Dikenleri bulunur ya da bulunmaz,yaprakları çokça bileşik tüysü yaprak durumunda olup birçok yaprakçıktan kuruludur. Bazen tüysü yaprak yerine ince ve uzun flokladlar görülür.
Yaprak sapları uzunca olup çoğunlukla genişlemiş durumdadır. Yaprak dizilişi almaçlıdır. Kulakçık çoğunlukla dikene değişmiştir. Çiçekler güzel kokulu olup sarı renkte ve küçüktür. Örtü yaprakları çanak ve taç olarak ayrılmıştır ve dörder parçalıdır. Ercikleri çok sayıdadır. İpçikleri uzundur. Çiçekler başçık ya da başak kuruluşunda toplu durumda bulunur. Meyve bakla durumundadır
Dünyanın tropik ve subtropik bölgelerinde bulunurlar. Tersiyer devrinde Orta Avrupa'da da yerli olarak bulunmakta iken bugün daha dar bölgelere yayılmış bulunmaktadır. Özellikle Avustralya'da, Afrika'da Sudan'da ve güney bölgelerinde, Orta Amerika'da, Asya'nın tropik bölgelerinde yetişen türleri vardır.
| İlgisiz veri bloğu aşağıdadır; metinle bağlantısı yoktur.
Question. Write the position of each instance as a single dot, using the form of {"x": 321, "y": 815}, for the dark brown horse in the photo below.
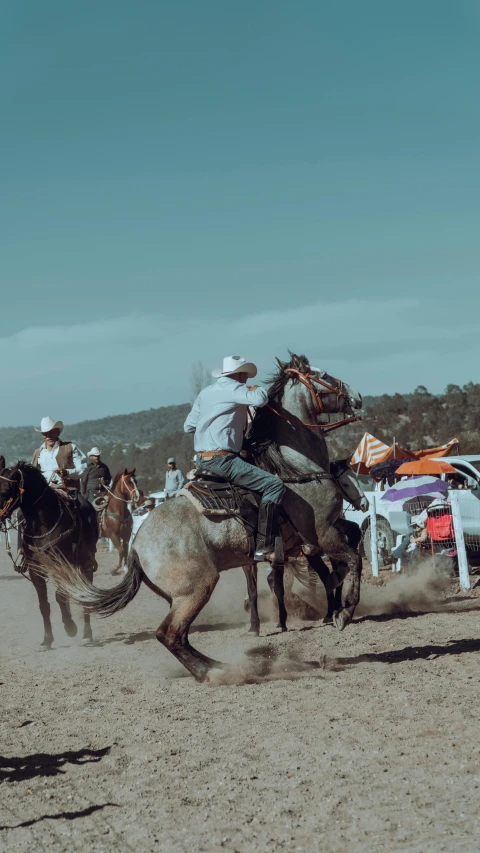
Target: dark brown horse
{"x": 116, "y": 519}
{"x": 352, "y": 535}
{"x": 52, "y": 526}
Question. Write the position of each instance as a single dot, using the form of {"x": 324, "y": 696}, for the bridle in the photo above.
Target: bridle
{"x": 11, "y": 504}
{"x": 310, "y": 380}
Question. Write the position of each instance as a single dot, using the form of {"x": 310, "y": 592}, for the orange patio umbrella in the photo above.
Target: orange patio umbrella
{"x": 432, "y": 467}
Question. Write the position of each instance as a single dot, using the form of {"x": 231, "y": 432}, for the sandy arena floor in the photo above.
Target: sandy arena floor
{"x": 373, "y": 745}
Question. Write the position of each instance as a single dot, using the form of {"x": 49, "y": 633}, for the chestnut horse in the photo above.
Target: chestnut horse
{"x": 116, "y": 519}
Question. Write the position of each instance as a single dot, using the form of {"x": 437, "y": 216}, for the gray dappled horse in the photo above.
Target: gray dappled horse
{"x": 179, "y": 553}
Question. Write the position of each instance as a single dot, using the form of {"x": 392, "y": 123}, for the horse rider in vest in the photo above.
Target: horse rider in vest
{"x": 62, "y": 464}
{"x": 174, "y": 479}
{"x": 96, "y": 475}
{"x": 218, "y": 419}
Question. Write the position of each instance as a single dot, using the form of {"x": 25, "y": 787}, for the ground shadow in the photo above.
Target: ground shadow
{"x": 61, "y": 816}
{"x": 44, "y": 764}
{"x": 413, "y": 614}
{"x": 216, "y": 626}
{"x": 409, "y": 653}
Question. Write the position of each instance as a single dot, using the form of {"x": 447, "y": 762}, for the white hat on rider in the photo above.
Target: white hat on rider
{"x": 235, "y": 364}
{"x": 47, "y": 424}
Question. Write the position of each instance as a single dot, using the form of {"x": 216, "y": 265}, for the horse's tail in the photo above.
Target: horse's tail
{"x": 102, "y": 601}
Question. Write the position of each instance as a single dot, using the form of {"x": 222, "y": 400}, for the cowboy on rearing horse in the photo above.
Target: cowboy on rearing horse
{"x": 218, "y": 419}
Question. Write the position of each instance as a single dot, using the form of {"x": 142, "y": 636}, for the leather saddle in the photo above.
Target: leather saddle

Akasya ağacının ilk yaşadığı yer Karolin ve Virjinya sınırları dahilinde 'galleghanv' dağlarıdır. Bu ağacı Avrupa'ya ilk tanıtan kişi 'Jan Ruben'dir.(2)
Akasya ağacı Türkiye'ye 1850 tarihinde gelmiş ve ilk geldiği yer de Ege bölgesi olmuştur. O yıllarda akasyaya karşı alaka gösterilmemiş olmasından çoğalamamıştır. Bursa Ziraat Mektebi ile İstanbul Halkalı Ziraat Mekteplerinin açıldığı yıldan sonraki senelerde mektep idaresinin Avrupa'dan getirttiği diğer ağaç tohumları ile birlikte akasya tohumları da getirilmiş ve o tarihten sonra Bursa ve İstanbul bölgesinde çoğalmasına ve daha sonraları da İzmir, Adana, Edirne, Erzincan,Çorum,Konya, Kastamonu illerimizde açılan ziraat okulları ile bu ağacın çoğalmasına yardım edilmiştir.